Anesthetic Considerations⁷

• Anesthetic management in patients with rhabdomyolysis requires careful selection of agents to avoid exacerbating muscle injury or precipitating malignant hyperthermia. In particular, succinylcholine and volatile inhalational anesthetics should be avoided in at-risk individuals. Perioperative care must also focus on preventing acute kidney injury and managing life-threatening electrolyte disturbances, especially hyperkalemia and hypocalcemia.
• Preoperatively, it is important to identify high-risk patients, including those with neuromuscular disorders, a prior history of rhabdomyolysis, chronic statin therapy, or underlying metabolic disease. Baseline creatine kinase, electrolytes, and renal function should be obtained if clinical concern exists.

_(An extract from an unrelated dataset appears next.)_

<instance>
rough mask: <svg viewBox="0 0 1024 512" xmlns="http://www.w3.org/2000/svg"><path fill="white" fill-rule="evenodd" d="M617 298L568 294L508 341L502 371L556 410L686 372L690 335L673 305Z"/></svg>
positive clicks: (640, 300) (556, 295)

• Intraoperatively, succinylcholine should be strictly avoided in patients at risk. Aggressive intravenous hydration is a cornerstone of management to prevent renal complications. Potassium and acid–base status must be closely monitored, while steps should be taken to minimize tourniquet time and to maintain adequate tissue perfusion and oxygenation. Vigilance for compartment syndrome and metabolic derangements (hyperkalemia, hypocalcemia, and acidosis) is essential.
• Postoperatively, vigilant surveillance is required to detect early signs of recurrence or complications, such as dark urine, rising creatine kinase levels, or electrolyte abnormalities. Aggressive fluid resuscitation should be maintained, and early nephrology consultation is warranted in patients with evidence of renal dysfunction or electrolyte instability.